The editor lavished great praise on Jomini in his introduction as the counterpart to Clausewitz, but the text did not live up to its billing.  Jomini's basic understanding of war was mechanistic, and while he occasionally drops in a line about the importance of morale or the uncertainty of war, he did not really believe it.  The heart of the book, Jomini's explanation of "lines of operations," is not at all clear, but the fault could either be Jomini's or the editor's condensation.  Still, and despite Jomini's lip-service to the contrary, his vision of war was extremely geometric and geographically based:  "In a war of invasion the capital is, ordinarily, the objective point." (468)  This is essentially an eighteenth-century view of war, which Napoleon was able to capitalize on because he knew how his opponensts would react within this geographical concept of war.  Yet even Napoleon may not have been fully aware of the transition in which he was participating.  Along with Jomini, he seems to have viewed the destruction of the enemy army as a means to the end of occupying the enemy capital (or threatening to), upon which the enemy would have to make peace.  When the Russians refused to consider the fall of Moscow the signal that they were defeated, Napoleon had no choice but to retreat.  American generals in the Civil War, disciples of Napoleon through Jomini, were unable to bring the war to a close through a decisive, Napoleonic battle, although they tried mightily, until General Ulysses Grant finally broke the rules and continued to attack even after he had been "defeated."

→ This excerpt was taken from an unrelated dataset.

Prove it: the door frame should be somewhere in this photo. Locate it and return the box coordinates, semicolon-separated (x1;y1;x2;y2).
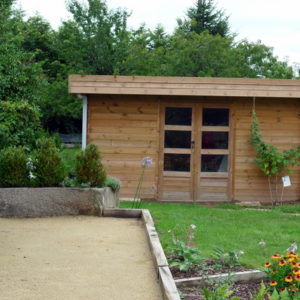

Jomini thus was advocating a style of war that had already become obsolete.  Much of his theory was still perfectly applicable to individual campaigns--it was still possible to maneuver an enemy army out of a position by threatening its lines of communications--but such battles for geographic points was unlikely to be decisive any longer.  Even the defeat of an army was not necessarily decisive when the state could raise another in a short time.  In other ways, too, the book provides evidence that Jomini had no understanding that Napoleonice warfare was a transition point into a new kind of war.  For example, he advocates that "the prince" take the field at the head of the army whenever possible, unaware that Napoleon would be the last head of state to do this.

Jomini, of course, can hardly be blamed for not foreseeing the future.  He, along with the rest of the Western world, was caught in the long shadow that Napoleon cast over war for the next century.  The main value of his book is that it helps show how contemporaries viewed Napoleon, and what they hoped to learn from him.  Jomini is useful not so much for understanding how Napoleon won his victories, but for understanding how nineteenth century generals thought he won.